Now you know how to calculate an embedding vector from input text. However, you will also probably want to calculate embeddings for batches of data at once. The code snippet below gives an example of how you could calculate embedding vectors representing sentences in a sentiment classification problem, for input batches.
And there you have it, this is how we chose to calculate embedding vectors, representing input sentences, in a sentiment classification problem. As we discussed above, even within the same use case, there are many opportunities for design decisions. In our sentiment classification tutorial, we have a function like the one above with more ways of computing embeddings implemented – check it out!.
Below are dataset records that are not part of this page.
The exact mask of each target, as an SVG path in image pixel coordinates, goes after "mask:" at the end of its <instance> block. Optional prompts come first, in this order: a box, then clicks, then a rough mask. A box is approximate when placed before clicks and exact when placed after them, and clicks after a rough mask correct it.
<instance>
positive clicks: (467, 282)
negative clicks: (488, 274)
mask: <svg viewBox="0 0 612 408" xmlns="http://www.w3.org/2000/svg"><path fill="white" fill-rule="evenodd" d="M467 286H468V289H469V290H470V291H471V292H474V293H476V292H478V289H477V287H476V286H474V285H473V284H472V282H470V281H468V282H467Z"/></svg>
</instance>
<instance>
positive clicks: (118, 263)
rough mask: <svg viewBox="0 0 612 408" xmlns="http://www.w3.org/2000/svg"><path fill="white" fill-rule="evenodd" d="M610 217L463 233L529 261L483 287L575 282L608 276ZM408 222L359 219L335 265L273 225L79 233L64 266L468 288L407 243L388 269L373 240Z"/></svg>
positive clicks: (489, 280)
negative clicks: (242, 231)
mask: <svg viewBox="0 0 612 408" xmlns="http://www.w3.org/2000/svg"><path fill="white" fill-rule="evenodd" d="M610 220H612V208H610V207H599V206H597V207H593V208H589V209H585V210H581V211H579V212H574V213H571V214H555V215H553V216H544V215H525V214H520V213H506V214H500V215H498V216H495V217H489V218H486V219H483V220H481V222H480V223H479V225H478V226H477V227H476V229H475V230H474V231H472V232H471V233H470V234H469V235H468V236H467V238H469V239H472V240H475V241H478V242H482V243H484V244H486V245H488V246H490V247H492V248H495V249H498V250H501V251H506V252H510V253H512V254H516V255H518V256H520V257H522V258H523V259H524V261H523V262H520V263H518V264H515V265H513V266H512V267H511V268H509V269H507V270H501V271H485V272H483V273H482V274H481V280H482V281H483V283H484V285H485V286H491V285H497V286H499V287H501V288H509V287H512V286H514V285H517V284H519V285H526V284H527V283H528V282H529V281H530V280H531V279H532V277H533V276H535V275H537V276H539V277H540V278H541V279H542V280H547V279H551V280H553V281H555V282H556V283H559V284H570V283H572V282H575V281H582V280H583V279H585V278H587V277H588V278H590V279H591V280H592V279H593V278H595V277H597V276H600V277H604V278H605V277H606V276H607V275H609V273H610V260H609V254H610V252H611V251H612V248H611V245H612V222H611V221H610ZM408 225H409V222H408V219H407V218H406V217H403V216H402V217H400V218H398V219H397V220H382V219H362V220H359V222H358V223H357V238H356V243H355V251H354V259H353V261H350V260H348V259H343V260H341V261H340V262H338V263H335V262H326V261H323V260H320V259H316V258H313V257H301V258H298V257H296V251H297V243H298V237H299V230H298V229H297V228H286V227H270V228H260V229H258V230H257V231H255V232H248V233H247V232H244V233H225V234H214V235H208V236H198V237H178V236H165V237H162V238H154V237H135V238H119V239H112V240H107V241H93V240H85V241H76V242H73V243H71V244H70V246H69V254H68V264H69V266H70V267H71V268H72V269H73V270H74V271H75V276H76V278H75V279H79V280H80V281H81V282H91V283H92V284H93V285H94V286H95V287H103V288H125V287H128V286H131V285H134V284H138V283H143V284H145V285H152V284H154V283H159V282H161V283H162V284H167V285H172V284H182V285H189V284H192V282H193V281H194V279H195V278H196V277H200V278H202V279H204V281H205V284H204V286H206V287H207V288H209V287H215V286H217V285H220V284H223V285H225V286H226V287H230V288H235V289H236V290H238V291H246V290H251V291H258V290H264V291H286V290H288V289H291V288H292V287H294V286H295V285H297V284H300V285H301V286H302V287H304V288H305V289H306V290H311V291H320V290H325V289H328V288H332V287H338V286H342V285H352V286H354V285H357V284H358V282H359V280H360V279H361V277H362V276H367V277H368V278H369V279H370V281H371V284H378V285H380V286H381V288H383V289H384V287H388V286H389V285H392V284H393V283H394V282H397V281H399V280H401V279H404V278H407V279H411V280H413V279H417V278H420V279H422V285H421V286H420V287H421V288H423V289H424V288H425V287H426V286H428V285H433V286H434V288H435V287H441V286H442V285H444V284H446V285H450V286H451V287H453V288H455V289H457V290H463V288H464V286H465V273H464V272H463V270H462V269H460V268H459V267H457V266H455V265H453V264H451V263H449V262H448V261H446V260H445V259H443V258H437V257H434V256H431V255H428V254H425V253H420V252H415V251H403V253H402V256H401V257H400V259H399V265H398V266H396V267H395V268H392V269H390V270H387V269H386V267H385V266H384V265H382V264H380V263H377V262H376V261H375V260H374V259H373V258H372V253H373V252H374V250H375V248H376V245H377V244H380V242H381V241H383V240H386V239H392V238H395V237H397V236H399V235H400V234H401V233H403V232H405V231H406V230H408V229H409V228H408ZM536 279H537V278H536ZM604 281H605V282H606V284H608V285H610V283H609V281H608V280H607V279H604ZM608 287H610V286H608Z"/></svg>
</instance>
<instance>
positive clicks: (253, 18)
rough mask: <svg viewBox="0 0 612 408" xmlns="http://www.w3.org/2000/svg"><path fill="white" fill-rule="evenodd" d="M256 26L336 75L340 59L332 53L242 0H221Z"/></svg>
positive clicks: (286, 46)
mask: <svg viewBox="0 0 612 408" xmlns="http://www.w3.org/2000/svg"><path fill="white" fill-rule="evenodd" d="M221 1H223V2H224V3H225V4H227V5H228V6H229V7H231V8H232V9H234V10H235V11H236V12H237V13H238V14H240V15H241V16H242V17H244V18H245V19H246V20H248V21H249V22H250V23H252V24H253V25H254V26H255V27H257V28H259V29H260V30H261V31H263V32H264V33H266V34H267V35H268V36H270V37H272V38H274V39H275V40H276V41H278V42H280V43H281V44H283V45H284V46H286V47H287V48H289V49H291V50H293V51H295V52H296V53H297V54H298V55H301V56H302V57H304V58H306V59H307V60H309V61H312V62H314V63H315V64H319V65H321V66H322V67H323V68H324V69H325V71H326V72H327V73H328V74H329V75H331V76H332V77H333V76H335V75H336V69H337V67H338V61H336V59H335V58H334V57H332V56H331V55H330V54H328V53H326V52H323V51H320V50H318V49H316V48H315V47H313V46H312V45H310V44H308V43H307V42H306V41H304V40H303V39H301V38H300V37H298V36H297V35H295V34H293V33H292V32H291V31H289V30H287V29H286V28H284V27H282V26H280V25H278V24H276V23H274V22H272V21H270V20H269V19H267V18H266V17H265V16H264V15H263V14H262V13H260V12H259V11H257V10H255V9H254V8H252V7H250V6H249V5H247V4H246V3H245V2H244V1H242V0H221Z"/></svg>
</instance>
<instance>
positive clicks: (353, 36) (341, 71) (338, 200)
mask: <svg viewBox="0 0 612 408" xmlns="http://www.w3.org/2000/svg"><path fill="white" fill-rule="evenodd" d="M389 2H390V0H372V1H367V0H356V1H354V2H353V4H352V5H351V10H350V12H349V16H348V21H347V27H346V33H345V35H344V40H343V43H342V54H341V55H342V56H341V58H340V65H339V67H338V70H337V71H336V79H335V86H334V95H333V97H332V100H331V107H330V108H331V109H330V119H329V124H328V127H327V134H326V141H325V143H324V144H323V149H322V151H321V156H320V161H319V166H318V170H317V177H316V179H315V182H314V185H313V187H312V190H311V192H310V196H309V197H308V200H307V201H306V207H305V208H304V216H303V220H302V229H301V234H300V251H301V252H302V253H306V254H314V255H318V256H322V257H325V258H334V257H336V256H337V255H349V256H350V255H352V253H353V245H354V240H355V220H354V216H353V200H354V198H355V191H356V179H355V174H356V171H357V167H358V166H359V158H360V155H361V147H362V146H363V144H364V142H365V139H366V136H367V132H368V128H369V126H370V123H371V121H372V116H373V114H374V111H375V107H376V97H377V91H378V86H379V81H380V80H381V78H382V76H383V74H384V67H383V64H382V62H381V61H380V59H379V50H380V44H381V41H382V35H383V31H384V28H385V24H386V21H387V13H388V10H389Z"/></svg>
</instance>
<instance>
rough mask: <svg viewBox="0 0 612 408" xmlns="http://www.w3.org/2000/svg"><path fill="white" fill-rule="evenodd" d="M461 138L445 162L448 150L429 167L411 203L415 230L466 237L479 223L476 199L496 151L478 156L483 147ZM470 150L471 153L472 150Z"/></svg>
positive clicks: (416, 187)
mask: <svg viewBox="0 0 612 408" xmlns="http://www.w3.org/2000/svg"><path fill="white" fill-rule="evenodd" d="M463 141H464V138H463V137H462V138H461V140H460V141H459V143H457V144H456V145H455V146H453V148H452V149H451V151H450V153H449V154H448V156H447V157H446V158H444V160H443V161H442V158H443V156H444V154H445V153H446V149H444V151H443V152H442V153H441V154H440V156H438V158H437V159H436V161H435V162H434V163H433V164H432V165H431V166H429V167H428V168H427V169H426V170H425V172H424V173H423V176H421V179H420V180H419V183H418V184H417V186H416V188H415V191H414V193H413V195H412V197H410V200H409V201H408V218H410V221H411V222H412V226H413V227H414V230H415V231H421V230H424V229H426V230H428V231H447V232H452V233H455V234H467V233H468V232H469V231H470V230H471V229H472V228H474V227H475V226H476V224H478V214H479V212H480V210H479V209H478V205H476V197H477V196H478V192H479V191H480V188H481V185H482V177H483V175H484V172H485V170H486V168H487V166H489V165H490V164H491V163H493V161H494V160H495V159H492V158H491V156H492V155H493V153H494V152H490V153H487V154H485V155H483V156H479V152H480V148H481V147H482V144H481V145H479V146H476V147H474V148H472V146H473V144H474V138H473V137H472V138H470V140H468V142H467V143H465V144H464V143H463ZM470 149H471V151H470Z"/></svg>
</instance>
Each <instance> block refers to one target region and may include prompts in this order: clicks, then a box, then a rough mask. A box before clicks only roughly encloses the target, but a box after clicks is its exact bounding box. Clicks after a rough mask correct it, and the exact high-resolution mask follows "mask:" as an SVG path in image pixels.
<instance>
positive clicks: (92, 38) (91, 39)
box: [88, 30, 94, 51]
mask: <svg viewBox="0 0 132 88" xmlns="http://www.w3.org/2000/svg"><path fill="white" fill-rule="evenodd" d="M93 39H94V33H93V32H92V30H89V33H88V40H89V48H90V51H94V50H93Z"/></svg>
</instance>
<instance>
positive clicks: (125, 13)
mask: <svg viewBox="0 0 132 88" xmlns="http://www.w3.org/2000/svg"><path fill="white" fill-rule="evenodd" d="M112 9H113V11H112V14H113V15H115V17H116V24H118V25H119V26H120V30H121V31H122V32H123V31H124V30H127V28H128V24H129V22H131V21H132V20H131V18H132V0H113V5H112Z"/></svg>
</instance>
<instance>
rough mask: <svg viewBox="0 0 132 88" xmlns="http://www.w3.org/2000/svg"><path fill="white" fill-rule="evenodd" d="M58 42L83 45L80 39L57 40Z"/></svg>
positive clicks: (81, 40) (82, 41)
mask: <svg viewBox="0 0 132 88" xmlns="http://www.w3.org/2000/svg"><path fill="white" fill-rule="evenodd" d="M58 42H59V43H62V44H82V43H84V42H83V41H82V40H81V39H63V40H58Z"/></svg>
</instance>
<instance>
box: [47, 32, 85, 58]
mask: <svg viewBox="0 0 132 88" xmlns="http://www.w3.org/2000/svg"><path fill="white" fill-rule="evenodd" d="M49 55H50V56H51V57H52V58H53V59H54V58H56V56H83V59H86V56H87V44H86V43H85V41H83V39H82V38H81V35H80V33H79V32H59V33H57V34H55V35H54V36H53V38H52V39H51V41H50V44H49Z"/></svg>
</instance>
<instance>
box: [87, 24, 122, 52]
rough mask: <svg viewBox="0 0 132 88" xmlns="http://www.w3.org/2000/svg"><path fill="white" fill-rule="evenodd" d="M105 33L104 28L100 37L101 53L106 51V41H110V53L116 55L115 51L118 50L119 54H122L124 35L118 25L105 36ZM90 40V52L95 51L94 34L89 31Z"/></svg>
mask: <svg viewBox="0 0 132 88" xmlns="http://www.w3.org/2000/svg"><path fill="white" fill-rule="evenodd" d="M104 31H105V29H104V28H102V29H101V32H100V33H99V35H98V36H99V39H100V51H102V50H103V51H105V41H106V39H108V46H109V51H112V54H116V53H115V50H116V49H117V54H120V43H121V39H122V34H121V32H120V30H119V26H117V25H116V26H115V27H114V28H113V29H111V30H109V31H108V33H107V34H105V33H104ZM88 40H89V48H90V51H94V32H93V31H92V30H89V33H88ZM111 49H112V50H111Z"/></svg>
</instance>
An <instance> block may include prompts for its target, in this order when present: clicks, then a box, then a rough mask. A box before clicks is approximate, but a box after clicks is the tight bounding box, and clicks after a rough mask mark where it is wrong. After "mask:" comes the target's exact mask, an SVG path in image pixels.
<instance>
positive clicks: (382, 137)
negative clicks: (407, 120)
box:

To learn more about how to generate embeddings in other NLP use cases or in computer vision, check Arize’s example tutorials in the company’s documentation.
How Can You Help Make AI More Transparent?
Many times, knowing the architecture of a model is not enough to know a-priori how it’s going to perform on a specific use-case. Arize allows you to observe your model’s performance, see how it interacts with your data, and visualize your dataset’s topological structure. Arize can help you identify problems that were not possible to notice before, allowing you to report back to the community and make public changes to your dataset and/or model in a public setting such as the Hugging Face Hub.
Using Hugging Face
Hugging Face’s Hub has thousands of models and datasets, open sourced for you to see and use. If you are working on a specific use-case, you may detect problems with the way the data was sourced, problems with the data itself, possible improvements on the model, etc. Making these observations and possible improvements public is a fantastic way to help the community strive for better AI.